Cuca foi tão importante para mudar a trajetória do Atlético quanto o Atlético foi determinante para que Cuca reescrevesse sua história como treinador

postado em 22/07/2016 12:00 / atualizado em 22/07/2016 08:06

Alexandre Guzanshe/EM/D.A Press
Nem todo mundo tem a sorte de viver um amor à primeira vista. Mas é amor mesmo, nada de paixão, atração física ou afinidade. O amor na acepção da palavra, construído com altas doses de parceria, confiança e respeito, imune às intempéries da vida e que, mesmo quando acaba, deixa uma lembrança boa, daquelas que arrancam um sorriso de canto de boca quando você se lembra da pessoa ou de algo vivido ao lado dela. Com Cuca e Atlético, definitivamente, não foi amor à primeira vista. A relação custou a engrenar, os dois viveram momentos bem conturbados e a separação, por vezes, foi ventilada. Mas justamente aí está a prova de que houve (e ainda há) amor: eles superaram cada adversidade e subiram juntos, degrau por degrau, até o topo. E não foi qualquer topo. Foi o topo da América.

Desde então, Cuca é aquele cara que desperta o tal sorriso no atleticano. E o reencontro entre eles no domingo, exatos 946 dias depois do adeus, é resultado de uma conjunção astral quase perfeita. Quis o destino que o Galo e o treinador voltassem a ficar frente a frente logo em um 24 de julho, data eternizada no calendário alvinegro como o da mais épica conquista de sua história. Faltou apenas que esse Atlético x Palmeiras fosse no Mineirão.

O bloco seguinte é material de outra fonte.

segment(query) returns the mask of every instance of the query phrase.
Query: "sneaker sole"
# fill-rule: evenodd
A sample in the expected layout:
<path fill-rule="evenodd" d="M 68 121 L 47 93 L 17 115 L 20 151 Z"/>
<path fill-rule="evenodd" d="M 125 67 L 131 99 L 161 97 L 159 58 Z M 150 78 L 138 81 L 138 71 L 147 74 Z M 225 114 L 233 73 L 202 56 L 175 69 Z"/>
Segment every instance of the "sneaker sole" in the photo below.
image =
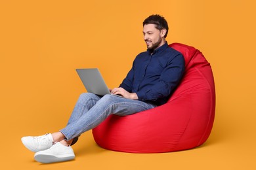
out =
<path fill-rule="evenodd" d="M 70 155 L 64 158 L 58 158 L 52 155 L 36 155 L 35 156 L 35 160 L 37 162 L 43 163 L 50 163 L 54 162 L 65 162 L 70 161 L 74 160 L 75 158 L 75 156 Z"/>

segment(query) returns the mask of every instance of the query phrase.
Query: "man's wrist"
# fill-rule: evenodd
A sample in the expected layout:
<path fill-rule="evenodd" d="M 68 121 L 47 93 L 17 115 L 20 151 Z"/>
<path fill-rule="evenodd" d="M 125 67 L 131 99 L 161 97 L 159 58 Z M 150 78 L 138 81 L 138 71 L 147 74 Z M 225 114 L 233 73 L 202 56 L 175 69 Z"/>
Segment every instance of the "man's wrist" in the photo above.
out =
<path fill-rule="evenodd" d="M 137 99 L 139 99 L 138 95 L 137 95 L 137 94 L 136 93 L 132 93 L 131 97 L 131 99 L 133 99 L 133 100 L 137 100 Z"/>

É de se esperar um encontro emotivo, até pela personalidade de Cuca, embora o time que foi campeão continental com ele seja, hoje, mera foto na parede – da equipe atleticana que entrará em campo no Allianz Parque, estiveram na final da Libertadores de três anos atrás apenas o goleiro Victor e o zagueiro Leonardo Silva. Inclusive o jeito do Galo de atuar sofreu mutação: nos cinco meses em que foi comandada pelo uruguaio Diego Aguirre nesta temporada, a equipe adotou postura mais defensiva, diferentemente do que pregava tanto Cuca quanto Levir Culpi, seu sucessor. Estilo que Marcelo Oliveira tenta, aos poucos resgatar, já que também é adepto de um futebol mais ofensivo.

A imagem mais marcante da passagem de Cuca pelo Atlético certamente foi a do momento em que o paraguaio Gimenez acertou a trave direita de Victor, encerrando a cobrança de pênaltis e decretando a conquista do título pelo Galo. Cuca, que estava assistindo às penalidades ajoelhado, com as mãos postas, desabou no gramado. Quase cinco meses depois, no Marrocos, ele se despedia do clube com o terceiro lugar do Mundial de Clubes, após triunfo por 3 a 2 sobre o chinês Guangzhou Evergrande.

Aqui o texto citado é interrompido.